“Bem-aventurados os que têm fome e sede de justiça, porque serão fartos.” (Mateus 5:6)
Hoje avançamos para o quarto degrau da escada espiritual que Jesus nos apresenta no início do Sermão do Monte. Uma escada que, como já ensinamos, não é desordenada — cada degrau só se alcança depois do anterior.
É impossível alguém chegar a ter fome e sede de justiça sem antes ter sido despido do orgulho no primeiro degrau, ter chorado pelo seu pecado no segundo e ter sido domesticado pela mansidão no terceiro. Só depois de passar por tudo isso é que o coração começa a clamar com fome e sede pela justiça do Reino.

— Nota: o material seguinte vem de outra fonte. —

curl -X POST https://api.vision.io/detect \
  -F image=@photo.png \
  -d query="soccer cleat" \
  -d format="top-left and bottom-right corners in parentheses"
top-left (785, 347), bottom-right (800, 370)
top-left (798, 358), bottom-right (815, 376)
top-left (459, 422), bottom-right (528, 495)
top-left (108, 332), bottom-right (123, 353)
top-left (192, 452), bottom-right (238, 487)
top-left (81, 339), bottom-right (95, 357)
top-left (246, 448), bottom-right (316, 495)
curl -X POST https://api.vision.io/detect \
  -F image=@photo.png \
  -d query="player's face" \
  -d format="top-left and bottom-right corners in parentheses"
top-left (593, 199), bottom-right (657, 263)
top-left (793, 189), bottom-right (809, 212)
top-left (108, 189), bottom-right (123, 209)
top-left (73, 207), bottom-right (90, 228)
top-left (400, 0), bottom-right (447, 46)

Jesus, o Mestre perfeito, escolheu falar de fome e sede porque são os instintos mais veementes do ser humano. Não importa o século, a cultura ou o país — todo ser humano conhece a urgência de saciar a fome e a sede.
E o que Cristo quer nos ensinar é que a vida cristã não é um campo neutro, não é um simples “estar no Reino” como quem frequenta um clube. É uma questão de sobrevivência espiritual. Quem tem fome e sede de justiça faz de tudo para ser saciado, porque se não for, morre espiritualmente.

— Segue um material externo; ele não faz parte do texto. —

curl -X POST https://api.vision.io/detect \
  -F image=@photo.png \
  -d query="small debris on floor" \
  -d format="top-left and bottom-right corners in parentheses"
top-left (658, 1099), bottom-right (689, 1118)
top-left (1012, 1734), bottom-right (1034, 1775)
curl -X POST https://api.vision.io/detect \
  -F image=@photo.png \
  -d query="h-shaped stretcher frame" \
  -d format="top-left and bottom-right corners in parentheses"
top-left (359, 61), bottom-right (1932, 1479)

O verbo usado por Jesus aqui no original grego não fala de uma fomezinha qualquer ou de uma sede superficial. São palavras que descrevem um estado intenso, quase mortal, como o de alguém que está prestes a desfalecer caso não coma ou beba logo. Jesus está dizendo: bem-aventurado é o crente que entende que sem a justiça do Reino, ele perece.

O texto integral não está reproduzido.